When the school year is over, it’s time to push back and do something for yourself. But that doesn’t necessarily mean you can’t think at all about prepping for the coming term. Just be good to yourself as you go about it. Learn a new skill, explore a new subject, take foreign language classes, enroll in a karate class — expand your horizons, and you will find a thousand ideas to help you bring new life to the classroom when you return in the fall. The truth is that every experience you have adds to the wellspring that you draw from as a teacher.
Borrow from the classic author’s philosophy — that every experience holds the kernel of a story — and acknowledge that the activities you do this summer to refresh and restore mind, body and spirit will become the basis for the lessons you prepare as the next school year begins. Those experiences will also renew your enthusiasm even if you don’t specifically call upon foreign words or martial arts routines in the classroom.
Whether you travel — in reality or though the pages of books — whatever you do and whatever you learn can provide ideas to enhance your teaching in the fall. So, go ahead and indulge yourself. Jump into the water, so to speak, with both feet, and do something purely for yourself.
The Art of Storytelling
Actor/director Robert Redford was introduced as Colby College’s commencement speaker in 2015 as “someone who knows the power of artful storytelling.” His address has been cited as one of the best of the year, but the message is simple.
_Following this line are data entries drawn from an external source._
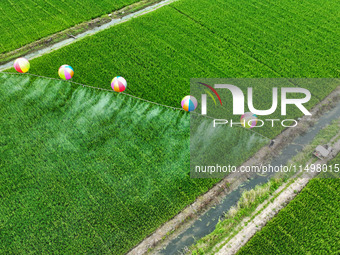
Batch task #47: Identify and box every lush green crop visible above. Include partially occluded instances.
[0,0,138,53]
[6,0,339,137]
[0,74,261,254]
[238,154,340,255]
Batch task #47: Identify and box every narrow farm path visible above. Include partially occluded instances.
[216,139,340,255]
[0,0,176,71]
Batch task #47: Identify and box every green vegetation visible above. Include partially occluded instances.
[5,0,340,137]
[0,0,139,53]
[190,119,340,254]
[0,73,261,254]
[190,178,284,255]
[238,154,340,255]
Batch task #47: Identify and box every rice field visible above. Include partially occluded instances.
[0,0,340,254]
[0,74,263,254]
[237,154,340,255]
[0,0,139,54]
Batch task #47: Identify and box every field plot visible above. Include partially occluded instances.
[0,74,261,254]
[5,0,340,136]
[0,0,139,53]
[238,154,340,254]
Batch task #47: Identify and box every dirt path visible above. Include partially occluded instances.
[0,0,176,71]
[216,140,340,255]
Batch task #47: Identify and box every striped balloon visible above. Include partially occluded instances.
[182,96,197,112]
[241,112,258,128]
[14,58,31,73]
[58,65,74,80]
[111,76,127,92]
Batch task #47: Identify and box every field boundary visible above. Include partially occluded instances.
[215,136,340,255]
[0,0,177,71]
[127,86,340,255]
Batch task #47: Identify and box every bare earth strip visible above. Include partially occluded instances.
[0,0,176,71]
[216,140,340,255]
[128,87,340,255]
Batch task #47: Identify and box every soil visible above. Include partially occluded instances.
[128,87,340,255]
[216,140,340,255]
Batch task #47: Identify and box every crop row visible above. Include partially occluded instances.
[9,0,339,137]
[0,74,266,254]
[0,0,138,53]
[238,154,340,254]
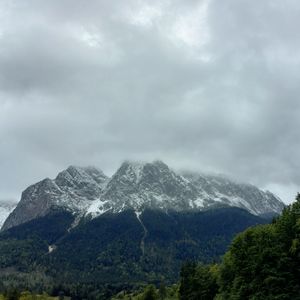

He spoke about hope, but he also spoke about making a difference in the world by “retelling the story in a new way.”
That’s a message that resonates just as much with parents and teachers as with students. Think about it. By taking the time to rest, refresh and regroup this summer, you will have an abundance of new stories to tell in the fall, new experiences to share, new resources to draw from, and new lessons to teach. The lessons will be pertinent whether you tell of your struggles or of your achievements!
In Redford’s words:
“Be bold. Don’t fear failure. Take risks.”
He, of course, was talking to soon-to-be college graduates, but the lesson applies to everyone in every stage of life. Being effective at what you do stems from being interesting — and interested — as who you are. Use the summer to become all of that, and more.